Climate change will cause ComEd customers to pay an additional $10.9 billion on their electric bills over the next 30 years, a new CUB study shows.

The research proves a point that CUB has long made: Climate change is bad for consumers’ bottom lines. It also underscores the importance of Illinois passing strong clean energy legislation in Springfield.

The study, “The Impact of Climate Change on Future ComEd Electricity Demand and Costs,” reveals that by 2050, a heightened demand for cooling as a result of warmer summers will cause customers of Illinois’ largest electric utility to use 3.9 Terawatt-hours more electricity.

Under conservative price projections, ComEd customers will pay an additional $10.9 billion (in 2018 dollars) over the next three decades. Climate change will hit residential customers the hardest: The average cost increase for residential customers would be 7.7 percent, compared to 3 percent for the non-residential class, according to the study.

Our findings show that the rising temperatures caused by unchecked climate change will be devastating for Illinois consumers and their electric bills,” Jeff Zethmayr, CUB’s Director of Research, said. “Our work demonstrates the urgent need for clean energy legislation—not addressing climate change is devastating to the planet and our health, and it’s bad for our wallets, too.”

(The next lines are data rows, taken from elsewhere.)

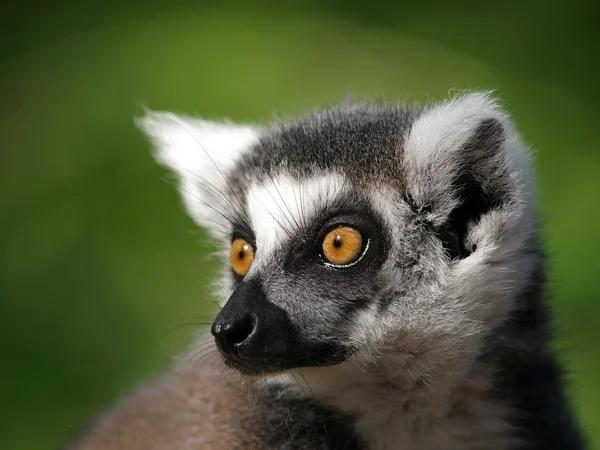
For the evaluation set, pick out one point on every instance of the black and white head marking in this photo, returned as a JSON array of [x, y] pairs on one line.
[[437, 315], [439, 195]]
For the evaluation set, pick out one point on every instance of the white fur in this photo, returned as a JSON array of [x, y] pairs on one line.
[[201, 153], [279, 207]]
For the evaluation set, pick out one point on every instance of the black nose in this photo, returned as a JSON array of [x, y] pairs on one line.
[[232, 333]]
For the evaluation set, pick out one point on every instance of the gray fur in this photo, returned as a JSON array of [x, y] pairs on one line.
[[437, 338]]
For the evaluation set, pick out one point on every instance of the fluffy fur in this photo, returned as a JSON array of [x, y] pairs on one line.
[[437, 338]]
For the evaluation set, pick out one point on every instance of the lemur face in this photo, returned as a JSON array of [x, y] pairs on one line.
[[356, 232]]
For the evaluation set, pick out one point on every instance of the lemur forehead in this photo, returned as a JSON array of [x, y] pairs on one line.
[[362, 142], [285, 205]]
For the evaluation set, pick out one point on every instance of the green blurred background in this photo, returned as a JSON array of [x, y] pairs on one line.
[[102, 276]]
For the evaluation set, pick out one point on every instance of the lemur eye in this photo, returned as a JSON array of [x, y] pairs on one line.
[[241, 256], [342, 245]]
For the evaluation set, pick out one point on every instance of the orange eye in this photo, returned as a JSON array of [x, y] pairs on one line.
[[342, 246], [241, 256]]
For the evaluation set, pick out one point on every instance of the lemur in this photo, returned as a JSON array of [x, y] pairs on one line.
[[385, 288]]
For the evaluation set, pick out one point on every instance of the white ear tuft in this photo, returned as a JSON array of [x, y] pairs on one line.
[[201, 153], [469, 133]]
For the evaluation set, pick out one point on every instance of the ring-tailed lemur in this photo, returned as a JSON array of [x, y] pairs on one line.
[[386, 288]]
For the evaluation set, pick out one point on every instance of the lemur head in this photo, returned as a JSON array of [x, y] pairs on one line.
[[360, 231]]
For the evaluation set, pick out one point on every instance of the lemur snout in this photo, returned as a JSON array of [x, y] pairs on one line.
[[233, 333]]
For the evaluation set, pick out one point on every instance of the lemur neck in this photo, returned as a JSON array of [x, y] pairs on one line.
[[394, 409]]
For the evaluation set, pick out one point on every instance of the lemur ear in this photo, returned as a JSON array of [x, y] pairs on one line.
[[200, 153], [463, 160]]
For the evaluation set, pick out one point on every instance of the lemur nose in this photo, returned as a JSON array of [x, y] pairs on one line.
[[232, 333]]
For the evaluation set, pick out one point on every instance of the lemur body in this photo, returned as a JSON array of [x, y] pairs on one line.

Using historical local weather data and newly-available anonymous usage data for residential customers in the ComEd service territory, CUB’s research team estimated average daily usage for residential customers through the end of 2050. Zethmayr and CUB Data Scientist Ramandeep Makhija used numbers from the International Panel on Climate Change to project annual temperature increases over the next three decades. 

In this first-of-its-kind study, the report isolates the effect of anticipated temperature and humidity increases on energy consumption in northern Illinois households, holding other weather variables constant. Many energy usage forecasts assume no change in weather patterns, which is imprecise in an era of climate change. 

Passing consumer-friendly clean energy legislation is necessary. That’s why CUB and consumer, labor and environmental advocates from up and down the state are working right now in Springfield to pass an energy bill that would protect our planet, our communities and our bills.